The BioCheck Total T4 EIA is intended for the quantitative determination of total thyroxine (T4) in human serum. This test is useful in the diagnosis and treatment of thyroid diseases.

Device Description

Not Found

AI/ML Overview

The provided text is an FDA 510(k) clearance letter for the BioCheck Total T4 Enzyme Immunoassay Test Kit. It primarily focuses on the regulatory approval and indications for use. It does not contain the specific details about the acceptance criteria or the study that proves the device meets those criteria, as typically found in a clinical study report or a more detailed technical submission.

Therefore, I cannot provide the requested information from the given text.

In general, for a medical device seeking regulatory clearance, a submission would include:

  1. Acceptance Criteria: Predetermined performance thresholds the device must meet (e.g., sensitivity, specificity, accuracy, precision, linearity, stability) compared to a predicate device or a gold standard.
  2. Study Design and Results: Detailed descriptions of the studies conducted to demonstrate that the device meets these criteria. This would typically include:
    • Sample Size: Number of patients or samples used in the study.
    • Data Provenance: Where the data came from (e.g., specific hospitals, geographical regions) and whether it was retrospective or prospective.
    • Ground Truth Establishment: How the true status (e.g., presence or absence of a disease) was determined.
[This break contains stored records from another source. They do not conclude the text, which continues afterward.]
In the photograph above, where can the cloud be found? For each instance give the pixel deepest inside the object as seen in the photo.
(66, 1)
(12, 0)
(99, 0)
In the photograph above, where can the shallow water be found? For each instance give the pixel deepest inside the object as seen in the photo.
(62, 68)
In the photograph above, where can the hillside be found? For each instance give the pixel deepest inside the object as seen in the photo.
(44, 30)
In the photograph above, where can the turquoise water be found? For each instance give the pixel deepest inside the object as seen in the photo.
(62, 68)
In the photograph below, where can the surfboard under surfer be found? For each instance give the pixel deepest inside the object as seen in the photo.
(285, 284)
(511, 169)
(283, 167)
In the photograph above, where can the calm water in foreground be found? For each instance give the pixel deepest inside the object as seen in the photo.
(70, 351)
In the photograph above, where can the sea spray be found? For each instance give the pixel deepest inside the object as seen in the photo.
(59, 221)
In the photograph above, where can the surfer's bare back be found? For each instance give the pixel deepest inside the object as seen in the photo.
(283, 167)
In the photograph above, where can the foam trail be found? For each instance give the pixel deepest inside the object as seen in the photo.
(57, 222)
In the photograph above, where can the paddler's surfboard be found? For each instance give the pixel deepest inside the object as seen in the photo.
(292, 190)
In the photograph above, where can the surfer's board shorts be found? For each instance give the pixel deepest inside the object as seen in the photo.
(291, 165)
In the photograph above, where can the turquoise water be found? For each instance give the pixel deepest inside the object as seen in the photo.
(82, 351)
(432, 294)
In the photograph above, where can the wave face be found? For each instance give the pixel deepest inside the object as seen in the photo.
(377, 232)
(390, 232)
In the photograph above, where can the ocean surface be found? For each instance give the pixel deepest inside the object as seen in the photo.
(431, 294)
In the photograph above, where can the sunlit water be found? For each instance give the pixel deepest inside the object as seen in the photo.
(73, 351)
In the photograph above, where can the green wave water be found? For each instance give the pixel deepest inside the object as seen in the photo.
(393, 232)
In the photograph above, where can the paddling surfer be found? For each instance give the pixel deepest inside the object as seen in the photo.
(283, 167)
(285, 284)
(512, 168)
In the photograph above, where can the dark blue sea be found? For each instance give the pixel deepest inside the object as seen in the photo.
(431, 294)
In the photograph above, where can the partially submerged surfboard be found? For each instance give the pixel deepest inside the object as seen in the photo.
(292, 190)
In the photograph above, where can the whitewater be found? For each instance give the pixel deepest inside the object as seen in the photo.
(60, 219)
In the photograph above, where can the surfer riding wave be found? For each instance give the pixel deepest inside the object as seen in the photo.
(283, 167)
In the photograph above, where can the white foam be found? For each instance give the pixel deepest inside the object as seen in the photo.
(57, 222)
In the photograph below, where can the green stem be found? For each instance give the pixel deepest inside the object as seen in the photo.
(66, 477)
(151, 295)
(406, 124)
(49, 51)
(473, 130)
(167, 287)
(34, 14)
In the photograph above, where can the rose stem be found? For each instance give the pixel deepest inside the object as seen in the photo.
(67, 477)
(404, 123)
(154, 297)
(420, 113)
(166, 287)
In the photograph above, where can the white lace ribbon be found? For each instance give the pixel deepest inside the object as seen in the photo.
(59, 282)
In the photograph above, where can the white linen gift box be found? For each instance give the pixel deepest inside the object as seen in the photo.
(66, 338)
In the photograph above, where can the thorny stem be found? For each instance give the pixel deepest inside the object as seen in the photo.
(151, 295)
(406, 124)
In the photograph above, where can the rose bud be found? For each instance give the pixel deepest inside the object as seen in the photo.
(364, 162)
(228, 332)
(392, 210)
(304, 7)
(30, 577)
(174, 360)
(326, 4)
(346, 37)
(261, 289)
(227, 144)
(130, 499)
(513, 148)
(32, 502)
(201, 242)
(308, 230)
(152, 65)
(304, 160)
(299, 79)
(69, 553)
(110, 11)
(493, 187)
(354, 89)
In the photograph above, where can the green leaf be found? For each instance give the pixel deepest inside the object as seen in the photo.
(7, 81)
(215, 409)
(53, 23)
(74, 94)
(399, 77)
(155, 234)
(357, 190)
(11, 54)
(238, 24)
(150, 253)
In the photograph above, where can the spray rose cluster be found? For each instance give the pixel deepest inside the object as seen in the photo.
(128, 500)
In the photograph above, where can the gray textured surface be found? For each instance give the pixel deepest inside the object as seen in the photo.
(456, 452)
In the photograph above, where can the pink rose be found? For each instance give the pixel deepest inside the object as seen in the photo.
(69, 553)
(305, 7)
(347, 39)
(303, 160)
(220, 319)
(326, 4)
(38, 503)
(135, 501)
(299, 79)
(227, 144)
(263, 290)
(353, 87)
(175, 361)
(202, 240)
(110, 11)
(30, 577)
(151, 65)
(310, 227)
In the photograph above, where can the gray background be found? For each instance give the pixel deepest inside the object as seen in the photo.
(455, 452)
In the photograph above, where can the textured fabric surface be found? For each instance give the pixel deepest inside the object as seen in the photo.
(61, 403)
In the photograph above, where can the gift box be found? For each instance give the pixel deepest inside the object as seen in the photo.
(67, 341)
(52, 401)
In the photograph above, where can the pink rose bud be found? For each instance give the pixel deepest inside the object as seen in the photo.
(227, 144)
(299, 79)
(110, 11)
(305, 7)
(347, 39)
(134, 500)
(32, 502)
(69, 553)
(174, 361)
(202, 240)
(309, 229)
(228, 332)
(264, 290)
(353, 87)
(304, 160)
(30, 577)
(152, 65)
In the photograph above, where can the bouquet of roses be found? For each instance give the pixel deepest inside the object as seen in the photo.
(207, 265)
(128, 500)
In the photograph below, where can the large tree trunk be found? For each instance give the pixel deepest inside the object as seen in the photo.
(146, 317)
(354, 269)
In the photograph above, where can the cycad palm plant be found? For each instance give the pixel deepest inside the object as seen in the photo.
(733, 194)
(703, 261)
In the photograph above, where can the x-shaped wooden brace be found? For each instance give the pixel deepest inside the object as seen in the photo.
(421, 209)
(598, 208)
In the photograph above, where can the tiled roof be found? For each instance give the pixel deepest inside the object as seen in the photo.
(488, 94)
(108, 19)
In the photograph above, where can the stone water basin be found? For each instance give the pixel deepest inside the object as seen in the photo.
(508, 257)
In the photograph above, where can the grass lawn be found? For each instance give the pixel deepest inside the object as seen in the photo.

For diagnostic tests, this might involve confirmed clinical diagnosis, pathology, or expert consensus.
    • Expert Qualifications: If experts were used, their experience and specialization.
    • Adjudication Method: How disagreements among experts were resolved.
    • MRMC Study: If applicable, to assess reader performance with and without the device.
    • Standalone Performance: The algorithm's performance without human intervention.
    • Training Set Details: Information about the data used to train any AI or algorithm component, including size and ground truth establishment.

Since this information is not in the provided document, I cannot fill out the requested table or answer the specific questions.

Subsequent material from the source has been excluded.